What a week it has been.
The only way I know how to respond to this completely repulsive act is to tell you my perspective.
Because that's the only way any of us can respond to it, with our own thoughts.
I sometimes feel like I'm completely under qualified to deal with major horrific events that affect this country. I felt like this about both of the Christchurch earthquakes. I felt like this about the Rena. I even felt like this about damn Trump!
Though I know all of that is a different kind of hurt to the raw tragedy inflicted on undeserving humans that were living a life of peace, generosity and acceptance in Christchurch.

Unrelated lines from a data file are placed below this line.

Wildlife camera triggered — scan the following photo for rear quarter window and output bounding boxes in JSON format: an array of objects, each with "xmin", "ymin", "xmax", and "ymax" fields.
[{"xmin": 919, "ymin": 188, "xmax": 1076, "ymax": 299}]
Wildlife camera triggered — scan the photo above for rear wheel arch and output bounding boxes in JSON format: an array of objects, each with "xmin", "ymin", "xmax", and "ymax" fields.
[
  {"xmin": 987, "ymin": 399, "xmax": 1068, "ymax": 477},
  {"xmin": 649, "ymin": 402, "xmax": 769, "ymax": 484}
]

But here I am, some white, slightly uncultured dude in his 30s with a microphone in front of his face that likes to have a yarn and a laugh, with basically no qualifications apart from a piece of paper that says you're sort of qualified to turn a mic on.
And they want me to say things to people to keep them calm, informed and comforted when bad stuff happens? That's like asking a 7-year-old to drive a truck.
There's going to be a sharp learning curve and lots of tears!
But that's the thing. None of us are qualified to handle this. No one in New Zealand really knows how to talk to people involved in this kind of act of violence and heartbreak, how to feel personally in response to other's grief and what to do or say to try and make it all better.
I guess the only bit of comfort we can take is that we do, despite what the last little while might have made us reconsider, live in a peaceful, open, respectful and opinionated country. I say opinionated because that's what makes us beautiful, we have opinions and we are allowed to share them here.
This week I've heard (and had on air) the whole scale — from love to hate, from blame to forgiveness.
As rough as it's been, there's nowhere else I'd rather have been.
What I have come to realise after being on the radio for longer than I'd care to remember right now, is that in these situations there is no right or wrong way to react or think.
There is just how you feel and being true to that.
Being able to help people share their thoughts and experiences and giving them information to continue to aid that process is actually something that helps me. Especially in a healing capacity. I actually need you way more than you need me. I'm sort of addicted to being able to feel how you feel as an audience and using that as a moral compass for my own feelings.
I talked to a mother of four boys from Papamoa this week. She lost her 14-year-old half-brother in the Christchurch attack.
That poor woman has had the strength and clarity, through a life-changing tragedy, to share her story to honour his memory and help others.
She certainly helped me through how I was feeling. What a way to get a dose of perspective for me and countless others.
If there is something that I've taken away that is positive from a week that is definitely one of the darkest in my career so far, it's that hatred from one person can end up motivating love from an army of others.